NVIDIA / DALI

A GPU-accelerated library containing highly optimized building blocks and an execution engine for data processing to accelerate deep learning training and inference applications.
https://docs.nvidia.com/deeplearning/dali/user-guide/docs/index.html
Apache License 2.0
5.06k stars 615 forks source link

Support for a neural compression decoder #3228

Open lbhm opened 3 years ago

lbhm commented 3 years ago

I recently started reading into neural/learned compression and implemented a simple CNN training pipeline using image data that I previously encoded/compressed with a neural compression model. Neural compression can achieve better compression factors than "classic" codecs and therefore be interesting for DNN training if, for example, main memory is limited and reading data from disk during training is too slow.

In my small test, I extended the PyTorch Dataset class and loaded a pretrained model from CompressAI into my Dataset to return images to the data loader. Unfortunately, in my pipeline the decoding time of the neural codecs I used were quite bad compared to JPEG and alike.

Therefore, I am wondering how neural decompression in DNN training pipelines can be made faster. One of my thoughts was if it would be possible to add support for a neural compression decoder op to DALI. From a user facing perspective I would envision an operator like nvidia.dali.fn.decoders.neural_codec() that takes a path to a trained decoder model checkpoint, maybe some type hints, and other common decoder args. The op would then instantiate the model and convert data passed from a reader op into tensors for downstream preprocessing.

I'd be curious to hear how feasible you see it to integrate a neural decoder into DALI. From a high-level perspective, I would consider it very helpful for anyone without unlimited main memory if more efficient neural compression methods were available as a drop-in replacement for classic codecs. Potential issues that I see based on my (very limited) knowledge of DALI internals are:

Looking forward to your opinion!

JanuszL commented 3 years ago

Hi @lbhm,

This sounds like a very interesting problem. The first thing that comes to my mind is a POC made in 2019 and described in "Integration of DALI with TensorRT on Xavier GTC19 talk" (slides. recording), where a custom operator was created for DALI that was running inference with TRT under the hood. If you want to learn more about it here. TRT sound like the most Deep Learning Framework agnostic approach and GPU accelerated at the same time, however, you need to export the model to a format it understands. If you want to use a specific FW this may be much harder as probably a Python operator would be the most feasible option to implement. To summarize I don't think this should be made a part of the DALI code base, still, it is a good idea, and creating a custom, runtime loaded operator would be the best way to go (as it would not create any additional dependency to DALI).

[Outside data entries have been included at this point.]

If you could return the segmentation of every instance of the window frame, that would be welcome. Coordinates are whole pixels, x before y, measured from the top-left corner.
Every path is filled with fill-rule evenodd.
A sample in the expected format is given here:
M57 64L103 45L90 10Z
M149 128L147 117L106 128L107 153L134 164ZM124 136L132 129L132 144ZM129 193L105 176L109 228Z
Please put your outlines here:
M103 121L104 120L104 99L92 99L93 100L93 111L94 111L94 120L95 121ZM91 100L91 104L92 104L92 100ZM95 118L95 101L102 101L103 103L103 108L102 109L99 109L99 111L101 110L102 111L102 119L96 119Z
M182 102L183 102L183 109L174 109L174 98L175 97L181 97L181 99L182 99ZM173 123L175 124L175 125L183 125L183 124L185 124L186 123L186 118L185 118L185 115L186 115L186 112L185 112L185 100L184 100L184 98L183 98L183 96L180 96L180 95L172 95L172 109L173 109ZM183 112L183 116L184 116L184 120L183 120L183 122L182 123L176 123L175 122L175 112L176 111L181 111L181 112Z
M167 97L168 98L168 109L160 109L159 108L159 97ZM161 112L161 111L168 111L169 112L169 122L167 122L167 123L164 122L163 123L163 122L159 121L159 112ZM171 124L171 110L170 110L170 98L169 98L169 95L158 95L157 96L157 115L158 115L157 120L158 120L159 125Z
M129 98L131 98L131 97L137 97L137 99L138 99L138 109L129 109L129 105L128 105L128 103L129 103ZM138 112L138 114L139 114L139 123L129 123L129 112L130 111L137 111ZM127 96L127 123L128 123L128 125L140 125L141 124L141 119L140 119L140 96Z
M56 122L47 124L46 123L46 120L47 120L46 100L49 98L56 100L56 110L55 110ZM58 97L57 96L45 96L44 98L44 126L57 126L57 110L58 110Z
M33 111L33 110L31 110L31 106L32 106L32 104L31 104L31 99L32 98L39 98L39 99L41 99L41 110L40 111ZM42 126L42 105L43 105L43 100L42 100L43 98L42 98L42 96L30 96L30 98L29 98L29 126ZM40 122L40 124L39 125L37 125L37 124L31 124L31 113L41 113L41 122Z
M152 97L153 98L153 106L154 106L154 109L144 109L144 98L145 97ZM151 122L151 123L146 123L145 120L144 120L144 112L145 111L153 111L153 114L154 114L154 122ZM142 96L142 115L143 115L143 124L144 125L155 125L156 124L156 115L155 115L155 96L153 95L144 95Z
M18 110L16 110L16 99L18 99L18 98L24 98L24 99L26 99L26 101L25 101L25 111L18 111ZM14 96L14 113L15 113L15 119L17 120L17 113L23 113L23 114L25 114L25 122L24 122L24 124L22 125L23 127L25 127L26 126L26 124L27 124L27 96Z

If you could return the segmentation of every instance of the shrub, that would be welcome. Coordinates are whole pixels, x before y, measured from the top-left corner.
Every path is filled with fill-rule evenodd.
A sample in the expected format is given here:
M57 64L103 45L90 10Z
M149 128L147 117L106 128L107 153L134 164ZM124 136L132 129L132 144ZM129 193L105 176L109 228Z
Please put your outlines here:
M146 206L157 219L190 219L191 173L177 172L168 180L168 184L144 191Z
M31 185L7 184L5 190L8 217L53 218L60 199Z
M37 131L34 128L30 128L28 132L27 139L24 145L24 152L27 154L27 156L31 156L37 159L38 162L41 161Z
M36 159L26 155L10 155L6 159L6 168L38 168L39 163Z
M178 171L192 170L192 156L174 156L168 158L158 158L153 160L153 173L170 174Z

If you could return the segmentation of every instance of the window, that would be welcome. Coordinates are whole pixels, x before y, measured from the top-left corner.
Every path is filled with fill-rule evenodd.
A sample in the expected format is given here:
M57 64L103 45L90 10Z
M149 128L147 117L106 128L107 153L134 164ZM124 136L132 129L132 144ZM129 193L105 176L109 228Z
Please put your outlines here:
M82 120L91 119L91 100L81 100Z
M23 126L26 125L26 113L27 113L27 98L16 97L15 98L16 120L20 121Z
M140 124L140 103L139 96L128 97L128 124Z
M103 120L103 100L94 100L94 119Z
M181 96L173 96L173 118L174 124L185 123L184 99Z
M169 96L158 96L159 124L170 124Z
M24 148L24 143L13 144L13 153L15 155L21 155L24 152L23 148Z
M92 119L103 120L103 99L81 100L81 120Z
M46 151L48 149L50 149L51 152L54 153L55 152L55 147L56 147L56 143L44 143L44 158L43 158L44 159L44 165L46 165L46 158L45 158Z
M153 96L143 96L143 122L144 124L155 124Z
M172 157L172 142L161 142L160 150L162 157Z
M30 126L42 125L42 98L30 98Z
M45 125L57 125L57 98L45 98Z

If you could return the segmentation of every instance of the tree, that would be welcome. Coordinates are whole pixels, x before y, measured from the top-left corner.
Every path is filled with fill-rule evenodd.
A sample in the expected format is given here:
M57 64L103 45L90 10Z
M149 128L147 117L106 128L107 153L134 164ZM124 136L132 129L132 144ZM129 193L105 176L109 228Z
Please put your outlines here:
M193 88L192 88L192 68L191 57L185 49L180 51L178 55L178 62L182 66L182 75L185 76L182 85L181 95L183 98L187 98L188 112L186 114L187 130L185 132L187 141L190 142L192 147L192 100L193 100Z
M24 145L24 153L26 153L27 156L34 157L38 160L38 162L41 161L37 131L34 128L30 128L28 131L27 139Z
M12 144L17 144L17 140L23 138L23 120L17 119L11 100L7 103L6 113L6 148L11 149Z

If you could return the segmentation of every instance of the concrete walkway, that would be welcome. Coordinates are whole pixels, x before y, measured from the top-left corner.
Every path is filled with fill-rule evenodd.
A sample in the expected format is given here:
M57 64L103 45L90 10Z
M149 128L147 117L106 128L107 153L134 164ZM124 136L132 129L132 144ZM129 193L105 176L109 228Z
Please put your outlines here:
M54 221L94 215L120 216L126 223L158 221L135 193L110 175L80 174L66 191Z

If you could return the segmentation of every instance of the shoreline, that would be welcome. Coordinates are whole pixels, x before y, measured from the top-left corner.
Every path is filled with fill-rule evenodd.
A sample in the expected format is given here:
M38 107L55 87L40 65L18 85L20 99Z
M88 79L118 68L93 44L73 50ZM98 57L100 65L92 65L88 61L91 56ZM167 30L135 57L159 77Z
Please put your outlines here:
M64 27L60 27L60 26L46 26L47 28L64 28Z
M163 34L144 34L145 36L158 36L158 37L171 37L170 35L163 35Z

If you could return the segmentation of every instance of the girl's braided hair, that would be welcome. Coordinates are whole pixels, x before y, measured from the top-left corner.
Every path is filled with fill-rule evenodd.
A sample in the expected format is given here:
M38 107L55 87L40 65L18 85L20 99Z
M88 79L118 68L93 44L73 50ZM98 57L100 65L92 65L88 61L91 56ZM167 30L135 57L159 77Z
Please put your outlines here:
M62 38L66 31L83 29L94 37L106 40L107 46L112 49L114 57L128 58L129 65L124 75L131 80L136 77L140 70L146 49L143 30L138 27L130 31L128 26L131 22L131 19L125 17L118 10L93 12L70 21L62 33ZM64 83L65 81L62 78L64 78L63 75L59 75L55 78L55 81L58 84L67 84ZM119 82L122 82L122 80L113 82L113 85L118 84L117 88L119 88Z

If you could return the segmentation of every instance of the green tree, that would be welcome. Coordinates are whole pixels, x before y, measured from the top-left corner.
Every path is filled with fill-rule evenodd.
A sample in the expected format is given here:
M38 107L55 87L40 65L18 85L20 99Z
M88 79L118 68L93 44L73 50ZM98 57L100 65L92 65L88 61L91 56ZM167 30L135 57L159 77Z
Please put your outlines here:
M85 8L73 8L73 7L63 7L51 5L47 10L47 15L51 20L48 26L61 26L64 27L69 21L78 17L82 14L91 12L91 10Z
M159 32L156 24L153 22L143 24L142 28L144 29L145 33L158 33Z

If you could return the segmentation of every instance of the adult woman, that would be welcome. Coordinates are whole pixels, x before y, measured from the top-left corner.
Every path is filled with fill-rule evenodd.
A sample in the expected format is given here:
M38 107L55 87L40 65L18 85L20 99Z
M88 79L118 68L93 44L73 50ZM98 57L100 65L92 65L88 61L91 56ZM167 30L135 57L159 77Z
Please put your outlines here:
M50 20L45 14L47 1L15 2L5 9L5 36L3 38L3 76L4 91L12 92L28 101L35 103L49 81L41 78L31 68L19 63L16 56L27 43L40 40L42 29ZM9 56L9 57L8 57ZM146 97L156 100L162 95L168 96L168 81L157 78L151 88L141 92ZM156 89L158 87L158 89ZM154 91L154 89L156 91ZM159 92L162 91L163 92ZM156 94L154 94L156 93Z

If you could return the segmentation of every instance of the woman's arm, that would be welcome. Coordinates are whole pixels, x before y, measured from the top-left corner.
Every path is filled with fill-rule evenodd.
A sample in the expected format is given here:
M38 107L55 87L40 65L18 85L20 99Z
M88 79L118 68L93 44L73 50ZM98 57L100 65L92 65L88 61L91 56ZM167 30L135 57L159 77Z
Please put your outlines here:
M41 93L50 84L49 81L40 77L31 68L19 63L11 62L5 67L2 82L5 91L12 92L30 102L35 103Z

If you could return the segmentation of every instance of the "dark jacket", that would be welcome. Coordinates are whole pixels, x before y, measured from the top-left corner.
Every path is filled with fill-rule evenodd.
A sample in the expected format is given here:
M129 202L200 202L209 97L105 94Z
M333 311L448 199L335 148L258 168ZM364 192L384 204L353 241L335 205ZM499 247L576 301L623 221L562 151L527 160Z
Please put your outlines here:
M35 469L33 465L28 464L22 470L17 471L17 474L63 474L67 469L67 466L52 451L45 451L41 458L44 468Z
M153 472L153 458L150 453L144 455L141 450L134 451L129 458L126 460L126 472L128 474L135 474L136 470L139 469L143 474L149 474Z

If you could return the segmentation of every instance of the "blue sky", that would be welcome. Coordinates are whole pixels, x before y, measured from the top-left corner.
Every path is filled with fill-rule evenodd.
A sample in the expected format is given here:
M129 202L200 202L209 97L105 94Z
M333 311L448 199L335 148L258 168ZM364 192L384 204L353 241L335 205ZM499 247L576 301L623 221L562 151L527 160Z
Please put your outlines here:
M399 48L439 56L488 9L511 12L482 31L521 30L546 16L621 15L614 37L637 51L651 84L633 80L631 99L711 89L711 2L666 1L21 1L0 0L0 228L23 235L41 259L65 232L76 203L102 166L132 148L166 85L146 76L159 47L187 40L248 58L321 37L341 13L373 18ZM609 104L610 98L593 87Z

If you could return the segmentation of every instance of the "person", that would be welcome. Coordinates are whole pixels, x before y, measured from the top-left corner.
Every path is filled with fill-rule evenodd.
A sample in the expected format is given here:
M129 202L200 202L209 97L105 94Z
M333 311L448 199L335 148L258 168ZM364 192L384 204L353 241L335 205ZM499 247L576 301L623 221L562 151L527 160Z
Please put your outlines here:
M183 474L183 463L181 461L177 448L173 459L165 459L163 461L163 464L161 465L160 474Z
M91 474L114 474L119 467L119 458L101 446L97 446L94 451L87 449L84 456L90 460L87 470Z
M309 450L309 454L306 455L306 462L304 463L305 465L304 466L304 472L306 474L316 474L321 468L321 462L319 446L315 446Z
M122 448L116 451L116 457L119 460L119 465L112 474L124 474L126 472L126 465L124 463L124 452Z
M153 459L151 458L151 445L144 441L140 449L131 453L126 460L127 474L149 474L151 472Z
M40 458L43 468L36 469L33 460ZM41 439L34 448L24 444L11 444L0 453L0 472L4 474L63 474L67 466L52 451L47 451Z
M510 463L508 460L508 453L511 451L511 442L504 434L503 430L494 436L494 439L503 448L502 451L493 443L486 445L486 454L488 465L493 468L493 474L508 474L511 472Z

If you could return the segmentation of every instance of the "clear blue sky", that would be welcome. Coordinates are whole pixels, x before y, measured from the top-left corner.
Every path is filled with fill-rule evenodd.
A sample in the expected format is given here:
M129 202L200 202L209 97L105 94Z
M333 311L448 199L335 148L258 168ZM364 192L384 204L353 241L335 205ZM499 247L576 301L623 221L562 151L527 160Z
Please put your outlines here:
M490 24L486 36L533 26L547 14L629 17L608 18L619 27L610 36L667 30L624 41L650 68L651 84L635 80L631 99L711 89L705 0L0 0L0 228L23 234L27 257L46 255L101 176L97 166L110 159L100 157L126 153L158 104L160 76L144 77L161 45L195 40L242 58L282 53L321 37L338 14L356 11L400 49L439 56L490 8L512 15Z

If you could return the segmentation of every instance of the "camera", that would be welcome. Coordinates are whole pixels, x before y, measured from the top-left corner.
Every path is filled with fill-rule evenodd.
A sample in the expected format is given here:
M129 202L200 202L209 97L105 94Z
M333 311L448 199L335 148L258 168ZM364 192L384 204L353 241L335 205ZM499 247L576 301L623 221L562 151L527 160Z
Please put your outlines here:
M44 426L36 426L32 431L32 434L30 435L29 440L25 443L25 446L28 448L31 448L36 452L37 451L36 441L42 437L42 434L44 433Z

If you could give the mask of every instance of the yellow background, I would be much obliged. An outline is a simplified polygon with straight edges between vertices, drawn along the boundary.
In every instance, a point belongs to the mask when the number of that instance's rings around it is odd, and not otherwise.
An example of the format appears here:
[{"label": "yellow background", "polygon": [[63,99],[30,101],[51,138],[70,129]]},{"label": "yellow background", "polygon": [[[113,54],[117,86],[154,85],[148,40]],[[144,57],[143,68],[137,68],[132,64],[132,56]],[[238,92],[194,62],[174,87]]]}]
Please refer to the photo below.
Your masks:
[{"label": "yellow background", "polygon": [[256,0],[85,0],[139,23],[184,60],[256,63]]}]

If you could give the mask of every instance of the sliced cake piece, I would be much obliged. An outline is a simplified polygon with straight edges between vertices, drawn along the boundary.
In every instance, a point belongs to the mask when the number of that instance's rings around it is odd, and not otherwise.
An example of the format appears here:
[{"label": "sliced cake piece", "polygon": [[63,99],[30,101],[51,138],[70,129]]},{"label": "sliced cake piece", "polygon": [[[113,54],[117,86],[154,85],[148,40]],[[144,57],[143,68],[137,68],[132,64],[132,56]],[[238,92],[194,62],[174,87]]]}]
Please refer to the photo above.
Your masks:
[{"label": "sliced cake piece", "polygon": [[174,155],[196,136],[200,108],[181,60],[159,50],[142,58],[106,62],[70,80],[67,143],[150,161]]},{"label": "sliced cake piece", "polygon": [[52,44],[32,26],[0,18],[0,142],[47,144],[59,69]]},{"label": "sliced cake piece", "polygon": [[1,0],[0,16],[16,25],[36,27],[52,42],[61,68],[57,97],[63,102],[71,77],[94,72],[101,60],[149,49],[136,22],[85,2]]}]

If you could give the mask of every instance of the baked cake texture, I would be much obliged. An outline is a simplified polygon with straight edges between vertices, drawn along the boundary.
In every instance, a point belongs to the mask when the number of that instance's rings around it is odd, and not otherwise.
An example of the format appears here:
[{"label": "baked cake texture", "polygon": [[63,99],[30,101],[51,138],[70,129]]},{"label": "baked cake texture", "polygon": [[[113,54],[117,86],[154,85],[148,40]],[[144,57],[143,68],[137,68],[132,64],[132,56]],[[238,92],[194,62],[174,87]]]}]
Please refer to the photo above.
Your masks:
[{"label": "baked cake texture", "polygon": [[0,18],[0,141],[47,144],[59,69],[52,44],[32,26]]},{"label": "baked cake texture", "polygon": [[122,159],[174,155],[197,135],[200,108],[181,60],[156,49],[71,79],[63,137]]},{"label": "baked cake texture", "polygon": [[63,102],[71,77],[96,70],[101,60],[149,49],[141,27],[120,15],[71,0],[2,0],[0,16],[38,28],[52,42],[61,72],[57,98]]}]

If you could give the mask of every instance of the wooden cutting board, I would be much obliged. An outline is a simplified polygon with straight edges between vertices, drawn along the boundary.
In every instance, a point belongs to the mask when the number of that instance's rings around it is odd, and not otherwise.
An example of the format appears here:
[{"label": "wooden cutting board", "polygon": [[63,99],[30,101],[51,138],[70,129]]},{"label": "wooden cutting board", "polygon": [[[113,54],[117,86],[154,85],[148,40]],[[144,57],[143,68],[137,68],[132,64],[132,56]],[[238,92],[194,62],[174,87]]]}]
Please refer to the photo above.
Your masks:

lbhm commented 3 years ago

Hi @JanuszL,

Sorry for the late response. I have looked at the GTC talk you referenced - integrating TensorRT into a DALI pipeline sounds very interesting! Is there any chance the custom op was open sourced somewhere?

JanuszL commented 3 years ago

Hi @lbhm,

Can you check with the speakers directly Anurag or Josh (their mails are visible on the first page of the mentioned talk)?

lbhm commented 3 years ago

Ok, will do.